Beefy Boxes and Bandwidth Generously Provided by pair Networks
Perl: the Markov chain saw
 
PerlMonks  

UTFM - Use the Friendly Modules

by thunders (Priest)
on Mar 08, 2002 at 23:06 UTC ( [id://150458]=perlmeditation: print w/replies, xml ) Need Help??

Yesterday, a new monk was asking around the chatterbox for a regexp that could match an HTML image tag that doesn't have a alt attribute. Sounds easy to a newbie, but everyone who's ever tried dealing with HTML,using Regexes knows it's not. The reasons are obvious one has to deal with the possiblity of > and < tags in quotes, you don't know where a certain attribute is going to appear in a tag, etc etc. I'm no regex wizard and even the people on the 'box that were just said use HTML::*. I was one of these voices. But ever time I came back the same monk was repeating the same questions. I finally messaged that monk with a link to the following code.
#!/usr/bin/perl -w #program to find img tags w/o alt attributes use strict; use HTML::TokeParser; #build list of HTML files in the same directoy my @files=<*>; @files = grep(/[.]htm/i ,@files); #parse each file for my $file (@files) { my $p = HTML::TokeParser->new( $file ); #move through each html token in the file while (my $token = $p->get_token){ #find IMG start tags if ($token->[0] eq "S" && $token->[1] =~ /img/i) { my $alt_count = 0; for my $token (keys %{$token->[2]}){ #if alt tag is found count it ++$alt_count if $token =~ /alt/i; } if ($alt_count < 1){ #if we get here print a message and jump to the next +file print "$file is missing an alt attribute in an img ta +g\n"; last; } } } }

I tested it it works, it's easy to understand (if you read the HTML::TokeParser docs) and it presented an arguement for UTFM, over roll yer own. I did not get a message back from this monk. My assumption is that he's somewhere else now asking the same questions about negative lookahead and whatnot.

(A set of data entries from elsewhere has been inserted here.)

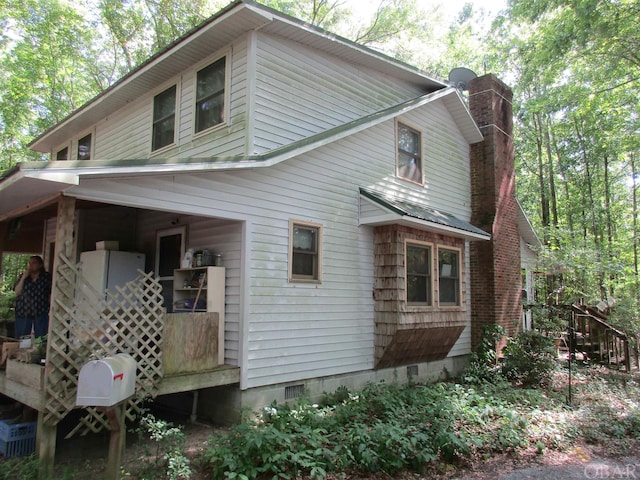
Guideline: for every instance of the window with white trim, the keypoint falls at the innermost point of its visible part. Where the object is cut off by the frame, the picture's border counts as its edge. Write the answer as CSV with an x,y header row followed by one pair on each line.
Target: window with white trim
x,y
210,95
305,252
84,148
449,277
409,154
63,154
418,274
164,118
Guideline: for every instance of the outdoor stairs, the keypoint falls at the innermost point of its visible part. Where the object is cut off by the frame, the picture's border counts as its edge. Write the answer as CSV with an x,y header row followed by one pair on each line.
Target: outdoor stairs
x,y
595,340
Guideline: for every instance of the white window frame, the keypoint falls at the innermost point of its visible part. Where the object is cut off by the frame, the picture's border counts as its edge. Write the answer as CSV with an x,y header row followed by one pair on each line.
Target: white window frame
x,y
226,97
176,116
458,251
317,276
430,302
400,169
56,151
76,145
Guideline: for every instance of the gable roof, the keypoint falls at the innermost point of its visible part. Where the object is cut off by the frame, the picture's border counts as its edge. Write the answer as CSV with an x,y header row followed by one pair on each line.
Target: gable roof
x,y
230,23
399,210
30,182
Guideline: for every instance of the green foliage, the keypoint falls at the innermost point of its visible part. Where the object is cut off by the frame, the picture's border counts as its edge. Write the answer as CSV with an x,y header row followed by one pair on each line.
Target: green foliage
x,y
165,452
20,468
483,363
26,468
384,428
529,358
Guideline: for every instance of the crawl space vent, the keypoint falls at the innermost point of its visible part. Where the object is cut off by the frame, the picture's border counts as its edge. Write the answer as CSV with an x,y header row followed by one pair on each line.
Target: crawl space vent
x,y
293,391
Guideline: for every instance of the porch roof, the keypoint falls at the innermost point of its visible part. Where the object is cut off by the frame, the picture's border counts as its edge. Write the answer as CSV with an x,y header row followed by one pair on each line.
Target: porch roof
x,y
402,211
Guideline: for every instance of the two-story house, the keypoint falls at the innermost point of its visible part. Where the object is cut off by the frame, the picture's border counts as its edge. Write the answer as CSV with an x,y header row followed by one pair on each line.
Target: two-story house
x,y
362,213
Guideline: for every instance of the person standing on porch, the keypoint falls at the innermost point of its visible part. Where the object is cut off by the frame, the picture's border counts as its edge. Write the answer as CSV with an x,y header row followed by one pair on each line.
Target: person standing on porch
x,y
33,295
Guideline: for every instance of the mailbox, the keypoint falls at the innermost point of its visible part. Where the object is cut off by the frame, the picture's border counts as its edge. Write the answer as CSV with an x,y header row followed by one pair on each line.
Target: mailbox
x,y
104,383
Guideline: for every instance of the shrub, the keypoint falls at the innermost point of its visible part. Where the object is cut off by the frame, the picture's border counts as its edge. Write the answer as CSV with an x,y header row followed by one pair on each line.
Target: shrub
x,y
483,364
165,453
529,358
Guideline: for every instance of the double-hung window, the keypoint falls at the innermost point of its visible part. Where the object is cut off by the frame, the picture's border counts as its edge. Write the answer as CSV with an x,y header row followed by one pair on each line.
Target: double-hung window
x,y
84,148
63,154
304,254
449,277
418,274
164,118
210,95
409,155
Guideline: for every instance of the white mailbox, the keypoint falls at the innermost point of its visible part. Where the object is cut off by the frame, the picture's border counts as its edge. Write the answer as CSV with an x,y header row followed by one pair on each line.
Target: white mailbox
x,y
103,383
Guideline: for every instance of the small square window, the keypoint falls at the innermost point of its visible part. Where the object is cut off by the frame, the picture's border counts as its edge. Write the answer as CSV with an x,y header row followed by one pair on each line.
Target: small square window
x,y
409,153
63,154
449,277
418,274
164,118
84,148
305,247
210,93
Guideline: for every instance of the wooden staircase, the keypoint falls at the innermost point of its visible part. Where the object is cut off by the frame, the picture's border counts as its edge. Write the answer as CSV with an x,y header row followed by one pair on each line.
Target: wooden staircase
x,y
592,338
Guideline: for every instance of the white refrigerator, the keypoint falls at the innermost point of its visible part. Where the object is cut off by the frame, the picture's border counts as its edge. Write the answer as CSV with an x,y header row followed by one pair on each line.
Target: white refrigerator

My point? I just don't understand the fear associated with using a module. the alternative is much scarier to me. decode CGI variables? parse HTML? I'm very busy, and I have other work to do. I thank the Perl gods for CPAN.

Replies are listed 'Best First'.
Re: UTFM - Use the Friendly Modules
by gav^ (Curate) on Mar 08, 2002 at 23:22 UTC
    A slightly easier to follow version:
    use HTML::TreeBuilder; foreach (<*.html>) { my $tree = HTML::TreeBuilder->new_from_file($_); if ($tree->look_down('_tag', 'img', sub { !$_[0]->attr('alt') })) +{ print "$_ has a missing alt tag\n"; } $tree->delete; }

    gav^

Re: UTFM - Use the Friendly Modules
by mrbbking (Hermit) on Mar 09, 2002 at 02:49 UTC
    I'm one of those people who doesn't always run to CPAN every time I have a problem that I think someone else may have solved before. But I do agree that CPAN is one of the Best Things About Perl, so, after questioning my motives for a while, here's what I came up with:
    1. CPAN is enormous, with much duplication. How do I know which module to choose from a group of similarly-named modules?
    2. Sometimes I like the challenge of solving the problem myself.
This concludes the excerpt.